A populist budget
THE fiscal budget for 2013-14 has been unveiled. It stands at a staggering Tk2.22trillion. GDP growth rate has been set an ambitious 7.2 per cent. Getting that level of growth will require a significant surge in private investments that include foreign direct investment. To what extent that will be possible in the prevailing political climate and inadequate infrastructure remains to be seen. Increased revenue from taxation is set to rely from direct and value added tax to the tune of Tk130billion and Tk95billion from the former and latter. Any failure to achieve desired target will force the government to borrow heavily from the banking sector.
It is interesting to note that inflation has been capped at 7 percent in the budget. How this will be attained has not been thoroughly spelt out, especially since point-to-point inflation in April, stood at 8.37 percent. Individual incomes are set to increase with a revised income taxation regime. Tax exempted threshold increased to Tk220,000 against Tk200,000. Investment incentives have received a boost with an increase in tax rebate for investment, etc. A major disappointment for policy watchers is the keeping of provision for legalising black money.
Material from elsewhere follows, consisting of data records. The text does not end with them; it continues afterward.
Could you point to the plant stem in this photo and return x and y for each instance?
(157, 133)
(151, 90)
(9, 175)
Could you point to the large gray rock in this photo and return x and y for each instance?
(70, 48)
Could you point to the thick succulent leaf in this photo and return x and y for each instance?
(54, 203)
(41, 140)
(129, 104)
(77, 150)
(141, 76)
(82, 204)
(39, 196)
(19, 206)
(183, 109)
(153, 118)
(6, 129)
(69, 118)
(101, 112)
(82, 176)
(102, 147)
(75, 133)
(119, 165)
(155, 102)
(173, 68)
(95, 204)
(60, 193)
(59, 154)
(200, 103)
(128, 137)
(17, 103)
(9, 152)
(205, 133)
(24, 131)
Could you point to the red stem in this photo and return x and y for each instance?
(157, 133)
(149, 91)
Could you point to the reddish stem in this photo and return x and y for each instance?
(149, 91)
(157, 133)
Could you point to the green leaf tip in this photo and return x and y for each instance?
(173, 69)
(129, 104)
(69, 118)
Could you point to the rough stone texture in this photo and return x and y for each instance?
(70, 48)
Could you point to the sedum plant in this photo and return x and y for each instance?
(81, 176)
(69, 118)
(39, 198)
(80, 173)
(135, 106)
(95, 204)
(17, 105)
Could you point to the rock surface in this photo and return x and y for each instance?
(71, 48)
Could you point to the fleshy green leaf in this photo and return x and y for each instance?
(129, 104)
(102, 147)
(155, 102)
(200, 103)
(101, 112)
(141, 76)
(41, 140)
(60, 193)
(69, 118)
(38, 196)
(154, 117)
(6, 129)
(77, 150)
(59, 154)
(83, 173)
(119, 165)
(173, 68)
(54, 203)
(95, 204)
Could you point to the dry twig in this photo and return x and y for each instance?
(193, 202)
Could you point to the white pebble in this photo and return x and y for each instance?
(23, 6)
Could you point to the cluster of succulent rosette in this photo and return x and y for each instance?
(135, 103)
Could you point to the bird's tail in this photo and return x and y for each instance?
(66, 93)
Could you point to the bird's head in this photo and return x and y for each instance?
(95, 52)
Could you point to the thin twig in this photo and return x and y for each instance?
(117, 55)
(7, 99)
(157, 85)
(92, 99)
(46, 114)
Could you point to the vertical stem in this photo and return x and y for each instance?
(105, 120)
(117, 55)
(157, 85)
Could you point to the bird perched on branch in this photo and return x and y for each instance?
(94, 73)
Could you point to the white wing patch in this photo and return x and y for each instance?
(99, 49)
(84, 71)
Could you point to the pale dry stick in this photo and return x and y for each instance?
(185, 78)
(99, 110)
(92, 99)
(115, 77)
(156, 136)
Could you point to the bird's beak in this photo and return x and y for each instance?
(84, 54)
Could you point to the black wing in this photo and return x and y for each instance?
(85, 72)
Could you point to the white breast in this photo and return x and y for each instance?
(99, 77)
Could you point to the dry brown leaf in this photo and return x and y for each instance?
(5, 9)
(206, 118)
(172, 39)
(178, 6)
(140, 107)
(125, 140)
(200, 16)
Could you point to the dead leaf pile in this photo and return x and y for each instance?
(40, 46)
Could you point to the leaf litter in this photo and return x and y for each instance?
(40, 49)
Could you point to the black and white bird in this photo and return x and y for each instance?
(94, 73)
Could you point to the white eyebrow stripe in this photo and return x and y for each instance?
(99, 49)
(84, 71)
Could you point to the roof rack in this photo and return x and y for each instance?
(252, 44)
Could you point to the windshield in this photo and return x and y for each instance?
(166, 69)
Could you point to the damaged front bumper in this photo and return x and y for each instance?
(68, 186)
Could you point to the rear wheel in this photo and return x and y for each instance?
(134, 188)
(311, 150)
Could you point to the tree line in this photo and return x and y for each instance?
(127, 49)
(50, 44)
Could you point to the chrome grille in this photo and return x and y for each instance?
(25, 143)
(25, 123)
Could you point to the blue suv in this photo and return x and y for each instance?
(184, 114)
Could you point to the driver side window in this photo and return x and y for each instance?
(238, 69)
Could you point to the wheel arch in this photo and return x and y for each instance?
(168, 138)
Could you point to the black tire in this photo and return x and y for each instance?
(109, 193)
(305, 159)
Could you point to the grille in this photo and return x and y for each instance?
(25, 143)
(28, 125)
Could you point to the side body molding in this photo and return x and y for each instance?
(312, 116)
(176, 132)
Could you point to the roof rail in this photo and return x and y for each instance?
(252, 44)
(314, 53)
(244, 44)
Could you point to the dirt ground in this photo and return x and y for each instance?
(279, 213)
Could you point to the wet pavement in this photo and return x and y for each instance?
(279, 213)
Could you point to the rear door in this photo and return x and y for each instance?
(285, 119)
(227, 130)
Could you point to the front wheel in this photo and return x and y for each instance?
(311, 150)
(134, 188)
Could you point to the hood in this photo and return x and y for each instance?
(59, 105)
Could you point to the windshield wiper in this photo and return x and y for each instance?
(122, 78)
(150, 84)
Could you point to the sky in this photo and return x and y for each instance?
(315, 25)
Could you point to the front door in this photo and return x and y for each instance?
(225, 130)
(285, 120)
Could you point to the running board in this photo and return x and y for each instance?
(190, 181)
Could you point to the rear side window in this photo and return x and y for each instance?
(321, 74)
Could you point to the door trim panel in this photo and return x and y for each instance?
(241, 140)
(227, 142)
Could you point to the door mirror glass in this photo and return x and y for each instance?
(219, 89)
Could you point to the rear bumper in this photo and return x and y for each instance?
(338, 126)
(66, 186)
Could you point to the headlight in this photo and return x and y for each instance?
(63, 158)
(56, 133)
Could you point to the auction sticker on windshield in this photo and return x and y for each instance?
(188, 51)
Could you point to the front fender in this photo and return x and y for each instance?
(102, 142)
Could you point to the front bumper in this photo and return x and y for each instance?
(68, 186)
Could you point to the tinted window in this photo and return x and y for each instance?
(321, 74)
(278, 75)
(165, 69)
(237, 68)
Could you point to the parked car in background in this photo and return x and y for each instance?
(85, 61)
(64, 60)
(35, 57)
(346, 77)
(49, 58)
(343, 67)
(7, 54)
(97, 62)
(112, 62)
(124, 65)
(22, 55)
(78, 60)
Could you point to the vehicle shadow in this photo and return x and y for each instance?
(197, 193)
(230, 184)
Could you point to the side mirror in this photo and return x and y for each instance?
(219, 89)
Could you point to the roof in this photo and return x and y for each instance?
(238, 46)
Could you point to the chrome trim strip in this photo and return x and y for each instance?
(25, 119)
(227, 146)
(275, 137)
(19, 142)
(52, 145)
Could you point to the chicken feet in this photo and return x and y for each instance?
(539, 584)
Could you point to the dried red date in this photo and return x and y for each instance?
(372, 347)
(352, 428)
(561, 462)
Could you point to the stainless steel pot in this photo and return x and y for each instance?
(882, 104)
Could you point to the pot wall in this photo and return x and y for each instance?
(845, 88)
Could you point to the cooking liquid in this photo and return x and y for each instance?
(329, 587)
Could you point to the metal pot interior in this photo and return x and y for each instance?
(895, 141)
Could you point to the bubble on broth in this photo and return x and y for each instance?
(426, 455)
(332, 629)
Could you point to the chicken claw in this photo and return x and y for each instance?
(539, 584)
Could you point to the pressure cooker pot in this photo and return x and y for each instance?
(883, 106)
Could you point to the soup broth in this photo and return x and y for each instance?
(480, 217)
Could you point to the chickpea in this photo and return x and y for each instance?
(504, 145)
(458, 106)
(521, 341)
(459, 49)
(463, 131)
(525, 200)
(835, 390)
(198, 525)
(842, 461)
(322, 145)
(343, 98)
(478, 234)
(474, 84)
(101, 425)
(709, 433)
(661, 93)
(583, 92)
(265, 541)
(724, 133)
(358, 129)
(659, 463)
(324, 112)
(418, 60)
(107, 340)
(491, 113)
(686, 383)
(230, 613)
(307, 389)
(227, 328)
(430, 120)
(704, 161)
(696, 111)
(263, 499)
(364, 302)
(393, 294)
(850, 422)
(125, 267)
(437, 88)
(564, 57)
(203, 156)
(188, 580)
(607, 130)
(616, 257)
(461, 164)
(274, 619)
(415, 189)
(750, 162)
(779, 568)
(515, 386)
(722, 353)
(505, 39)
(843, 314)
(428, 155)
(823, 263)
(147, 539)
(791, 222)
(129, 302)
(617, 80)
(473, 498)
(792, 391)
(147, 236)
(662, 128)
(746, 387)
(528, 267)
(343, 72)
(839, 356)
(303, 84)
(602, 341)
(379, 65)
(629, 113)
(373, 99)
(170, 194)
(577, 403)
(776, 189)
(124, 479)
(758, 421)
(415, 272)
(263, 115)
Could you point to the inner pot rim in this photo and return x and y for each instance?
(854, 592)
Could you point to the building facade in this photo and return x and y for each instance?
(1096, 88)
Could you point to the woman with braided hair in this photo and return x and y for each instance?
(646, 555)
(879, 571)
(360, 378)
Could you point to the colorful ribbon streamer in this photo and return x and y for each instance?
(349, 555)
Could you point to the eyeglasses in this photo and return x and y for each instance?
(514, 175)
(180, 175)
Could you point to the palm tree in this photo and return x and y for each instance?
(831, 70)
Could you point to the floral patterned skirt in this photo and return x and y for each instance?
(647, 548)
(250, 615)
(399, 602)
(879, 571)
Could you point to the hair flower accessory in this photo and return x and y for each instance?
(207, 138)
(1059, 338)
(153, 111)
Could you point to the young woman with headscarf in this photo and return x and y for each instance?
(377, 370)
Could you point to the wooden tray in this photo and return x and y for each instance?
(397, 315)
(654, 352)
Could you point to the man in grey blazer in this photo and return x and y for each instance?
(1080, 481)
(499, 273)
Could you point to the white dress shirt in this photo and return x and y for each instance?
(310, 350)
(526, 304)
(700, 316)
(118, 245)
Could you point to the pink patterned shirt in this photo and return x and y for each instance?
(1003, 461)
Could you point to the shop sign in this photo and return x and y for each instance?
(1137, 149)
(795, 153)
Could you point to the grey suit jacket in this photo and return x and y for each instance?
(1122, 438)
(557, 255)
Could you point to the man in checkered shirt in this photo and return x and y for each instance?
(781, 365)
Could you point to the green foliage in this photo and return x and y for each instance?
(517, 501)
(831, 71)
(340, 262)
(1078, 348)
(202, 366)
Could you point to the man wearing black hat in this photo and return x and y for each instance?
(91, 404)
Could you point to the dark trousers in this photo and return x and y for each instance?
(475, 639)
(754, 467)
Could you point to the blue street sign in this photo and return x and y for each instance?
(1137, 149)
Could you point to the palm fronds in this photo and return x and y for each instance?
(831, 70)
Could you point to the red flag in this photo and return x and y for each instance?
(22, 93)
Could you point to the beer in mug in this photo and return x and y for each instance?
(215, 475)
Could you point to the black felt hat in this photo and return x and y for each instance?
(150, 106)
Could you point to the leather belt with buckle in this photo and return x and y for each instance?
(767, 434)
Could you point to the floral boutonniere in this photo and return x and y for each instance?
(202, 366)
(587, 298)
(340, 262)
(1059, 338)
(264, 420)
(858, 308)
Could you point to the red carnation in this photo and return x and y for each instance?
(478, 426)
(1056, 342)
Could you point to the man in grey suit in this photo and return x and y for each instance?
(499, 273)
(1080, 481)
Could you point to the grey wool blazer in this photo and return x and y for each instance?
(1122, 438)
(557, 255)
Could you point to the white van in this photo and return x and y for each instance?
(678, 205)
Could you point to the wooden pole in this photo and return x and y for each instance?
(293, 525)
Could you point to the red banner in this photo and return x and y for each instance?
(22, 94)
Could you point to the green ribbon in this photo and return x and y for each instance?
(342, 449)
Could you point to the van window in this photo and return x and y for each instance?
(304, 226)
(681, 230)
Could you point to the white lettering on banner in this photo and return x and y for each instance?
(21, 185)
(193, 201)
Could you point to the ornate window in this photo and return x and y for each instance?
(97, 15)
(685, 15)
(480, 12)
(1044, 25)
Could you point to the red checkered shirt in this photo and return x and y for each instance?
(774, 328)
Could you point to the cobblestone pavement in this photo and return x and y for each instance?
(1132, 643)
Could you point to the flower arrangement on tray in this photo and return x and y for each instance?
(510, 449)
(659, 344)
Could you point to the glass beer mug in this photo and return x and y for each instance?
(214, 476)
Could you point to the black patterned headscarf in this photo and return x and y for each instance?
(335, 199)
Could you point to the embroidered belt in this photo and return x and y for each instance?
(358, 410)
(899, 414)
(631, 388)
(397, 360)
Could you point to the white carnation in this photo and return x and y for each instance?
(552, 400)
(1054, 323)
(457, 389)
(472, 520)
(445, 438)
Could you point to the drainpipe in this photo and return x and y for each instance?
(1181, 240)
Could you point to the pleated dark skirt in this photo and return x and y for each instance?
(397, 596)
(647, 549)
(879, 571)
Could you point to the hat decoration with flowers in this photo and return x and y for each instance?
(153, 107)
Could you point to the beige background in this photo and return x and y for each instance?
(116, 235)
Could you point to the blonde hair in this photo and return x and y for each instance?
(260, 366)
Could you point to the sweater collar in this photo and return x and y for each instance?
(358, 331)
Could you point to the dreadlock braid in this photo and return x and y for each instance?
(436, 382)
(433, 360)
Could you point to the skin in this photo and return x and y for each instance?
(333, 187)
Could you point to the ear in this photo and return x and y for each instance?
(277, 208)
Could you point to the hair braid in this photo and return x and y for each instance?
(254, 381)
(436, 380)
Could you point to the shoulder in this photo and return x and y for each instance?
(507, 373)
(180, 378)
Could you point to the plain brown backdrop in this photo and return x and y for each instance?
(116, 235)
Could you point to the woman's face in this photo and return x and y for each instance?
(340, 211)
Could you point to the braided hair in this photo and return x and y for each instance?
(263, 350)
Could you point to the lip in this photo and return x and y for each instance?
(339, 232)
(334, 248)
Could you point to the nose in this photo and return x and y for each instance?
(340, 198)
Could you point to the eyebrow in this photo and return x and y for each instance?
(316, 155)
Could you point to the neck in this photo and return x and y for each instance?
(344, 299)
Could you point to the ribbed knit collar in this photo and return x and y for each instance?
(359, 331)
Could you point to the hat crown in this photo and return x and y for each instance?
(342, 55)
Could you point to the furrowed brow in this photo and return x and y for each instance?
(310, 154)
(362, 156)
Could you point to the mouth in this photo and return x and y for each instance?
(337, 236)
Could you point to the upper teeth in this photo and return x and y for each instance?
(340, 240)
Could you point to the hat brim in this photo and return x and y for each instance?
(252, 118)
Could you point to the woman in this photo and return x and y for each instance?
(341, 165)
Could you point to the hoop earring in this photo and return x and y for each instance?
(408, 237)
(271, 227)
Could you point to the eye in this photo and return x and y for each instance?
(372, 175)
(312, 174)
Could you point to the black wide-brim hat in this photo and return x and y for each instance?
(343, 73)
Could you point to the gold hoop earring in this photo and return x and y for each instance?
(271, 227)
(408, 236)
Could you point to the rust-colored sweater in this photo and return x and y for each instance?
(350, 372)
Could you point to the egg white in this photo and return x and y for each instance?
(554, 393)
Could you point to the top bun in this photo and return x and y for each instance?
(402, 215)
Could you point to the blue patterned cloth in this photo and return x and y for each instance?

This has been linked to the ailing real estate sector in the form of purchasing land and apartments.
Looking beyond the facts and figures presented in the budget, some questions loom large. The higher growth can only come from savings and investments. Domestic savings have dropped to 12 percent, the lowest in a decade. Private investment to GDP ratio stands at 19 percent is the lowest in 6 years. Private sector development has been hampered due to weaknesses like graft in the banking sector. The budget presented is an "electoral" budget. However, the national budget ought to reflect ground realities and not mere populism.